1908年「バイタスコープ」の特許を武器に活動写真特許会社を設立し映画事業の独占を狙いますが、ニューヨークを追われた映画人たちはカルフォルニアに移ります。

これが、ハリウッドになります。

また政府もエジソンの独占を許さず、独占禁止法違反とします。
 
■ 第一次世界大戦
第一次世界大戦では合衆国海軍顧問委員会の会長として活躍します。
1914年、ウェスト・オレンジ研究所は焼失してしまう。
長年の研究成果が全て消えてしまったと嘆くかと思いきや、めげないエジソンは再起を宣言する。
戦争が嫌いなエジソンは軍事の発明はしてこなかったが、第1次世界大戦が始まると要請され、1915年合衆国海軍顧問委員会の会長となり、合衆国のために発明をする事になる。
着手中の研究と実験とを一時放棄して、軍事技術の問題に没頭することとなった。

その課題とは、特に脅威を感じていた潜水艦に対するものだった。潜水艦探知用聴取装置、潜水艦用水素検出器、水中探照燈、船の急速回転方などであった。
ドイツ将校をして、エジソンは100個師団に匹敵する脅威と言わしめた。

この委員会から生まれた無線用真空管は戦後ラジオの普及に欠くことのできない発明であった。

そして戦争が終わった時、1918年エジソンは71歳になっていた。

その後事業化こそしないが、再建したウェスト・オレンジ研究所で死ぬまで研究に没頭した。

■ 世界の偉人眠る
1922年75歳の時
「ニューヨーク・タイムズ」紙の投票で「最も偉大な生きているアメリカ人」に選ばれる。
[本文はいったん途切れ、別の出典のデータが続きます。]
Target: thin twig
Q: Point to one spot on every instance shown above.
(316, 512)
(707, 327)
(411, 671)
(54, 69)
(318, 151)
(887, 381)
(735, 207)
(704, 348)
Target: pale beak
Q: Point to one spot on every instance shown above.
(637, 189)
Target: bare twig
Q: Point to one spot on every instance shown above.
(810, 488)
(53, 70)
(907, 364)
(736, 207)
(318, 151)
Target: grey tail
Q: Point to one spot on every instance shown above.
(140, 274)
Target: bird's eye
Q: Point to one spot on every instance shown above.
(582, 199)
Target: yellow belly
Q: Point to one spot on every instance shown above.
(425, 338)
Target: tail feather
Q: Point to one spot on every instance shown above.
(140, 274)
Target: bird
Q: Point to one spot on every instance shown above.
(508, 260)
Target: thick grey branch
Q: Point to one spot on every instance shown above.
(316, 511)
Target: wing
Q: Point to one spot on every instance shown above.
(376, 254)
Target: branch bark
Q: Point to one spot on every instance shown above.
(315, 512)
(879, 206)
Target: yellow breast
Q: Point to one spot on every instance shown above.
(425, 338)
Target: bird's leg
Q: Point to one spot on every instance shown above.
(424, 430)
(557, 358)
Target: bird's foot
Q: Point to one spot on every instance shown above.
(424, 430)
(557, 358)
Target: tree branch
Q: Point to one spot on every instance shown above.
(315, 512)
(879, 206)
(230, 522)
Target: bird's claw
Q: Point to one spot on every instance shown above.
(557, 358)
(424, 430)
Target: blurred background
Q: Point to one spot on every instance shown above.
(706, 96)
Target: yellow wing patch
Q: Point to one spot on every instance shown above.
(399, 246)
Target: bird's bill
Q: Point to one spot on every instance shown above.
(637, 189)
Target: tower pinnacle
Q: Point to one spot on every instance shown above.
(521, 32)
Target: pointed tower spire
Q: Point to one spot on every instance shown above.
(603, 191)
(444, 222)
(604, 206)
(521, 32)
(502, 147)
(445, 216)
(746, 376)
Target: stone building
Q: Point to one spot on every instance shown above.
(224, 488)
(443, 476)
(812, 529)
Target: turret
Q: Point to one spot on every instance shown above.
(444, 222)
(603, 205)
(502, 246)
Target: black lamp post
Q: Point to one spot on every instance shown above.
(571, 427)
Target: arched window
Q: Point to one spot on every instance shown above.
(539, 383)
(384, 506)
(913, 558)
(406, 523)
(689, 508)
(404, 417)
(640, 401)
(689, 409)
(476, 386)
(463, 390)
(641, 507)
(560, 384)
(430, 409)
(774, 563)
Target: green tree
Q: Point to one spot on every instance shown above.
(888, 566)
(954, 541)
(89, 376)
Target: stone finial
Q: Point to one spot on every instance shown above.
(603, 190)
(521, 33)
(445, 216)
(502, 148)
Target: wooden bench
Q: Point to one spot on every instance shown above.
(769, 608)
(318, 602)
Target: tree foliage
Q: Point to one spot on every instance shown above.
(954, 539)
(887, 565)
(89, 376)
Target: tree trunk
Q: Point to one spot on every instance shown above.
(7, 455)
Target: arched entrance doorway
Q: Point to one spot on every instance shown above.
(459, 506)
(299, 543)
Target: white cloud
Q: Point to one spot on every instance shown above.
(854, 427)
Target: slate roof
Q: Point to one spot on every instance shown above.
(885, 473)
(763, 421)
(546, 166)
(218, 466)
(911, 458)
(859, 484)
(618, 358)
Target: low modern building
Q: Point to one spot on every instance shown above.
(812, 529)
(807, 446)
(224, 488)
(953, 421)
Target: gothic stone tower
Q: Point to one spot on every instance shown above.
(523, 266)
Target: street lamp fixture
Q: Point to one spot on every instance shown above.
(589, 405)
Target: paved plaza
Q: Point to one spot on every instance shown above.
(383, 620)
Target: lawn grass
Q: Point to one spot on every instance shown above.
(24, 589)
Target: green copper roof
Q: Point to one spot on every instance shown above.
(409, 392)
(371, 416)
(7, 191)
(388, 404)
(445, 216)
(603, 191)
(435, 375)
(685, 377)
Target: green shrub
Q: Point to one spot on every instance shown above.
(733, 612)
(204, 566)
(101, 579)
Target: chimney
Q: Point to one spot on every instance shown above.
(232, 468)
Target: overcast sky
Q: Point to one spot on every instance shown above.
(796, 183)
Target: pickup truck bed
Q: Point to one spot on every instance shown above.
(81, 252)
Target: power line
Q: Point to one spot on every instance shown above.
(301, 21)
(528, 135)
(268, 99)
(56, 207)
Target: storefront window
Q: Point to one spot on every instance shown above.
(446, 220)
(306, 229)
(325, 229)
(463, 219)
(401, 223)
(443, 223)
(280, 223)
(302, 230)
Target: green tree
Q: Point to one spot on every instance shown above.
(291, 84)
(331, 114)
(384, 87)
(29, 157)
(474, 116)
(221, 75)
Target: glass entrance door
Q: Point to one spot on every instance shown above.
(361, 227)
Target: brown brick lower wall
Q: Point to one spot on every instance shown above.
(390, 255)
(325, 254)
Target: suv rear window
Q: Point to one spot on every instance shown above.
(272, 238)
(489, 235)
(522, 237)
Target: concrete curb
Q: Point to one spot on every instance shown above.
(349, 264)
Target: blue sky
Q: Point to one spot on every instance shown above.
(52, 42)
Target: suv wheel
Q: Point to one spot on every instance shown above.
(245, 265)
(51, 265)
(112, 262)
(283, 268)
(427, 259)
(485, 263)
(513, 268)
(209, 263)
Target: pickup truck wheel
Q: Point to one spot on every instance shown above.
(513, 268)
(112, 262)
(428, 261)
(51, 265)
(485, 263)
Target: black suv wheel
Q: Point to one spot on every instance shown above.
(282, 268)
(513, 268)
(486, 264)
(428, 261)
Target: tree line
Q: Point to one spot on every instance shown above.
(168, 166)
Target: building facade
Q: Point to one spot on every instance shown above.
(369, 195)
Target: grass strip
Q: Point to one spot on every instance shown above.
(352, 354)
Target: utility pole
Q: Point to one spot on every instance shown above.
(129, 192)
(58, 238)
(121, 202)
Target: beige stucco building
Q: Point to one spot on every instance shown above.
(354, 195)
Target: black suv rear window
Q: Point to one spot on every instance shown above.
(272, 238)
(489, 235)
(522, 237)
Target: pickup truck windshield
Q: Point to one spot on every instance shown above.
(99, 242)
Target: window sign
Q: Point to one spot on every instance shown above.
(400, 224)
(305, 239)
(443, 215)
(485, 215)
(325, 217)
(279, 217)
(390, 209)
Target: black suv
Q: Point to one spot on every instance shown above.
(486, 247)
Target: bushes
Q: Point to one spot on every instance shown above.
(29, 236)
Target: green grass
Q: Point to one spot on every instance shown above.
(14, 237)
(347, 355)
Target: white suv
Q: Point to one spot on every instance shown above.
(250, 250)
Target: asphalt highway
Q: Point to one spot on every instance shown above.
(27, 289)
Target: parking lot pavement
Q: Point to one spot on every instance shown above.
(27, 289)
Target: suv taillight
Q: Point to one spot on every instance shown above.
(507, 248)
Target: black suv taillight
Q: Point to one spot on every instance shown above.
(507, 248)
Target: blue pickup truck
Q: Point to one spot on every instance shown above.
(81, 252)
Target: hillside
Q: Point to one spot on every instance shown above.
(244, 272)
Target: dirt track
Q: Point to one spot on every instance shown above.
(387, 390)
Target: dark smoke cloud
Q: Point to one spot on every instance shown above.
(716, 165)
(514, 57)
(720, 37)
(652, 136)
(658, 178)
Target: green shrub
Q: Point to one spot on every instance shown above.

1927年人80歳にして人工ゴムの研究をしていた記録がある。

1929年白熱電球発明50周年記念祝賀会が世界各地で開催される。

自動車で財を成していたヘンリー・フォードはかつてエジソンが使った列車の実験室やメンロパーク研究所を当時のまま忠実に再現した博物館を建設すると、白熱電灯50周年祝賀会を催した。
エジソンを 「世界最大の科学者であり、世界最悪の企業家である」と評していたが二人は強い友情に結ばれていた。
大勢の前で挨拶する事は皆無に近いエジソンだったが、この時はこう挨拶している。
「ヘンリー・フォードに対する感謝の気持ちはとても言葉では言い尽くせない。しいて強い言葉で言うならば、最高にして、最大の、もっとも豊かな意味において、こう申し上げることができます。『彼は私の友人だ』と」

1931年84歳、10月18日、ウェスト・オレンジの自宅で死去。


葬儀にはアメリカ国内はだけではなく、世界各地から多くの人々が集まった。

エジソンへの弔辞をフーバー大統領が述べている。
「世界の人類は、今ここに眠る偉人の遺産を受け、長くその恵みに浴することだろう。」
フーバー大統領の呼びかけでアメリカ国内ではこの夜、エジソンの発明した電灯を1分間消灯をしてエジソンの冥福を祈った。



「天才とは%の才能と99%の汗のことである」とは有名な言葉だが、エジソンに取材した記者のアレンジでエジソンは本当は記者にこう言ったそうだ。

   「1%のひらめきが正しくなければ99%の努力は無駄になってしまう。